In previous decades governments supplied much of the social and affordable housing, but aside from a brief policy stimulus under the Rudd government during the global financial crisis, the public sector has largely stepped away from funding public housing.

Following the 2025 election landslide, the Labor government will instead focus on tax incentives to grow investment in the nascent Build to Rent sector towards $10 billion per annum by 2030.

All supply helps to fix the challenge, but still the numbers aren’t huge, and the build to rent projects tend to charge rents that are more expensive than average to generate the desired yields.

The outlook and opportunities

Tighter borrowing capacities have forced many homebuyers and investors in cheaper regional markets and outer-suburban locations in the capital cities.

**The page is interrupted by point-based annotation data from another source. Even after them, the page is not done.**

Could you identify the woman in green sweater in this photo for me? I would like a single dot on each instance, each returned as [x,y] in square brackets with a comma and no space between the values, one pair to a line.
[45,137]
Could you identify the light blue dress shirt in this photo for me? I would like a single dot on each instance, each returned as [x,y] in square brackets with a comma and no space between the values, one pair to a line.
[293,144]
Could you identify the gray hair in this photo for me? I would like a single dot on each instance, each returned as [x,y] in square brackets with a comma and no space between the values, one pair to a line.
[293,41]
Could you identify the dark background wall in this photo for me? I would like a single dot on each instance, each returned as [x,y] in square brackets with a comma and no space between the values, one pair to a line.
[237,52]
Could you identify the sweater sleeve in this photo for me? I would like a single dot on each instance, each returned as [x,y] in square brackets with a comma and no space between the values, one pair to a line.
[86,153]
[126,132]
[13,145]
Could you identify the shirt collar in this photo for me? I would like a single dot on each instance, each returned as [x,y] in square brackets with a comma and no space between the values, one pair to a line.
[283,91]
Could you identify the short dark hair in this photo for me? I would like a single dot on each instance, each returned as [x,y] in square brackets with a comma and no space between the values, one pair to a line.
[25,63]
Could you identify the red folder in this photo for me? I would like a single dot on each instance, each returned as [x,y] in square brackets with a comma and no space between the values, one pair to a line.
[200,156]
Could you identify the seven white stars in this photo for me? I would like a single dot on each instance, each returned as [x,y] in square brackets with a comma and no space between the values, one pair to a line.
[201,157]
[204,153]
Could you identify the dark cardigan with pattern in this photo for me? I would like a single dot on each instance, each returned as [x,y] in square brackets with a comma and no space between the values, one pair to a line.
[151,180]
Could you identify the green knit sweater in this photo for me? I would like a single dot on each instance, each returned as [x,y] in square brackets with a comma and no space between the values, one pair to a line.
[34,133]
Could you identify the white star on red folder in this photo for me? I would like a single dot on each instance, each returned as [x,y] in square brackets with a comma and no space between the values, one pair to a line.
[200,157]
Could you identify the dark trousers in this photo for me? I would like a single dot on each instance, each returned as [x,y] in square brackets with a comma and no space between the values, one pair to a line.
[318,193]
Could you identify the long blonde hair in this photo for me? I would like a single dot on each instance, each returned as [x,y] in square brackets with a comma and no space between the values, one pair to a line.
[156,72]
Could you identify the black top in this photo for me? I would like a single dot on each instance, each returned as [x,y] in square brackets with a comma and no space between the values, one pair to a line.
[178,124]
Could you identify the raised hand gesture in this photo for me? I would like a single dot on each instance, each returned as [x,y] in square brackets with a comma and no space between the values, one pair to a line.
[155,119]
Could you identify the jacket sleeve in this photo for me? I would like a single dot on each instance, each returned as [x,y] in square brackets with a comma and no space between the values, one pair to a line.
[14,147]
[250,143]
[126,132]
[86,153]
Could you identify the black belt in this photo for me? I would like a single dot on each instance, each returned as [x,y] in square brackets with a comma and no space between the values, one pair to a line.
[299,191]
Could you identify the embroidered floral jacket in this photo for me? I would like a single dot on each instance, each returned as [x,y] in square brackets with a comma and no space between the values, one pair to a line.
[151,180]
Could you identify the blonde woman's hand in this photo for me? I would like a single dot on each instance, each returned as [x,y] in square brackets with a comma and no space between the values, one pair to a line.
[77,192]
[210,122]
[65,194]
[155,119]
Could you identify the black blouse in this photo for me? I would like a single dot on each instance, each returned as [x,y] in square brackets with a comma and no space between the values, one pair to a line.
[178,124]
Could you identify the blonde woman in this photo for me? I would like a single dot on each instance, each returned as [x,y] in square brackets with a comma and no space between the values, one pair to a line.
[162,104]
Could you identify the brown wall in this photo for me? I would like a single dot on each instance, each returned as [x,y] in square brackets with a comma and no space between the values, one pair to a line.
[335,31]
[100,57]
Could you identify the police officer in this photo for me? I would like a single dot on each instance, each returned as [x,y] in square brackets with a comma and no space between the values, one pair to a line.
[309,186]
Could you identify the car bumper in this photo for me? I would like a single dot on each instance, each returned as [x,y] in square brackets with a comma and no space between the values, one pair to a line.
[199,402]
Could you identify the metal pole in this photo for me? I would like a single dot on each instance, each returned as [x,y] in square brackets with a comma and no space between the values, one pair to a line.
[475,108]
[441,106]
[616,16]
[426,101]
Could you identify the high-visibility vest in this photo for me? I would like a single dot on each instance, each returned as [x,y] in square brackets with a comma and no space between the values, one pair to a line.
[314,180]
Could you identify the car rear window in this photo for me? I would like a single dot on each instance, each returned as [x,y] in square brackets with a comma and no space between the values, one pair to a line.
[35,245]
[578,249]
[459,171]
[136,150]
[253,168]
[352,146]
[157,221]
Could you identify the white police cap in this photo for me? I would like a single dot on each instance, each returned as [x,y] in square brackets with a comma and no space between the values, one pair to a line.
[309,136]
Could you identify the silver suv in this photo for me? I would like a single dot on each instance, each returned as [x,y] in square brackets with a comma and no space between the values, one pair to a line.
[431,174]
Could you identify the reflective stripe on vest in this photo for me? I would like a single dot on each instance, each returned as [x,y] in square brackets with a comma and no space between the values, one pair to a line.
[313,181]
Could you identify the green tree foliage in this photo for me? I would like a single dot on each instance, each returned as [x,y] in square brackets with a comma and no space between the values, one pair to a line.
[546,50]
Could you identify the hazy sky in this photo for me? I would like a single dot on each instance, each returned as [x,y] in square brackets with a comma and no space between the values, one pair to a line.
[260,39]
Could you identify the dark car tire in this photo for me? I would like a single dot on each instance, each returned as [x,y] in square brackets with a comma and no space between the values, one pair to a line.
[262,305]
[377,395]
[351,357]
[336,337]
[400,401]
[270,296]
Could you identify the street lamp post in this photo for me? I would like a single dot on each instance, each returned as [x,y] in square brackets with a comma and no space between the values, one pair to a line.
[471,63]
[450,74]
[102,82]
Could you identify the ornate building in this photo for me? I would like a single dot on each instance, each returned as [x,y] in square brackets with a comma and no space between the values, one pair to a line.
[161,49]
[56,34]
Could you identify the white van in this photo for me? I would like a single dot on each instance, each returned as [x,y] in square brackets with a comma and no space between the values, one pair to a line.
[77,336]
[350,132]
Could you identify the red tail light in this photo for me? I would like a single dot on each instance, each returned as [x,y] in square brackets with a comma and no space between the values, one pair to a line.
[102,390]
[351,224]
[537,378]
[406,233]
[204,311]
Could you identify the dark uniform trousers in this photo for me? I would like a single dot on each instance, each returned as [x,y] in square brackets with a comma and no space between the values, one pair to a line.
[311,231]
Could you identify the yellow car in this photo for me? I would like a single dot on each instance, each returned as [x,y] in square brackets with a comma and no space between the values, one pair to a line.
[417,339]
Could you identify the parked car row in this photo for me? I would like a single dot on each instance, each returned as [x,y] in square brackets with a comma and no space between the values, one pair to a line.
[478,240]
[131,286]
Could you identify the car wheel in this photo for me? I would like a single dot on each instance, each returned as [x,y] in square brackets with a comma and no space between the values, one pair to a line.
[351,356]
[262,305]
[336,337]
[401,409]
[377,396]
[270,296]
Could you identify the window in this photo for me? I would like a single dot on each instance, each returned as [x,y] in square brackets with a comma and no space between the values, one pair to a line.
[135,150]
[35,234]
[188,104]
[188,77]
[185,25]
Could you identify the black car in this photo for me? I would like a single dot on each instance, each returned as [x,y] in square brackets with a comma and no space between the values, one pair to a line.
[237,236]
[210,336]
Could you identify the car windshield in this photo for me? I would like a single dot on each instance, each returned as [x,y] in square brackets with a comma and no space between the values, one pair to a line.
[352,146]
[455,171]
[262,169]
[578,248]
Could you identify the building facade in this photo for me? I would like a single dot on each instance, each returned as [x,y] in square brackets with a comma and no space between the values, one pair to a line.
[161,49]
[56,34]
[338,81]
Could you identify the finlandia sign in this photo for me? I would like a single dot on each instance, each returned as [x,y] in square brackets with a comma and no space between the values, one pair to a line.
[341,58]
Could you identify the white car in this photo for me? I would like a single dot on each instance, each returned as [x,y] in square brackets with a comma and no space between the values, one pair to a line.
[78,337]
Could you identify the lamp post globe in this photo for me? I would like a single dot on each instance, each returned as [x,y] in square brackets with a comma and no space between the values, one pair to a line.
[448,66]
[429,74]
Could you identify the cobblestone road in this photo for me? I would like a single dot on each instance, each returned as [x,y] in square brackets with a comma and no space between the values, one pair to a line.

The likely consequences of the persistent supply-demand imbalance include undue pressure on renters in the bottom quintile of the housing market, and first homebuyers being locked out by tight lending standards, including APRA’s 3 percentage points lending assessment buffer.

The Labor government is set to introduce a 5 per cent deposit scheme for first homebuyers from January 2026, while changing the treatment of HELP debt to enhance borrowing capacity for the cohort with graduate and educate liabilities.

As such, as mortgage rates fall SQM Research forecasts prices increases of up to 15 per cent over the year ahead, driven forward by the sub-$1 million price point.

Melbourne will lead the next stage of the upswing in the housing market cycle, having lagged other capital city markets since 2020.